Cuando los franceses comenzaron a interesarse en el arte egipcio, más allá de usarlo como blanco de sus cañones (Napoleón apuntaba a la nariz de la Esfinge para calibrar sus armas) y Champolion descifró el misterio de los jeroglíficos en la Piedra Roseta, se enteraron de las terribles maldiciones que podían caer sobre aquellos que perturbasen el sueño de sus momias, advertencias destinadas a espantar a generaciones y generaciones de ladrones de tumbas. La historia se ha cansado de demostrarnos que suculentas ganancias son un estímulo poderosísimo para correr los peores riesgos.

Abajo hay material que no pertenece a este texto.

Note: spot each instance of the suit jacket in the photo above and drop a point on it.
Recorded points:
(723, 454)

La maldición más conocida tuvo como víctima a lord Carnavon, financiador de la expedición de Carter, que descubrió uno de los pocos recintos reales todavía intactos, la famosa tumba de Tutankamón. Dicen que no menos de 16 personas murieron en forma misteriosa después de haber tenido contacto con el faraón4. Algunos inculparon a un antiguo virus olvidado por los tratados de microbiología que retornaba después de 3.500 años de sueño egipcio a vengar el perturbado reposo del monarca.
Sin embargo, hubo una momia poco conocida, pero particularmente vengativa, responsable de la muerte de 1.522 personas. En 1912 fue embarcada hacia América, como un pasajero más del Titanic.
1 Canope: almirante egipcio que condujo a Isis y Osiris en su viaje a la India. Fue elevado a la categoría de Dios.
2 Ubicado entre El Cairo y Alejandría.
3 Se usaban entre 1.000 y 1.500 metros.
4 No así Carter, que sobrevivió varios años más.
Por Omar López Mato, fragmento del libro Despues del entierro.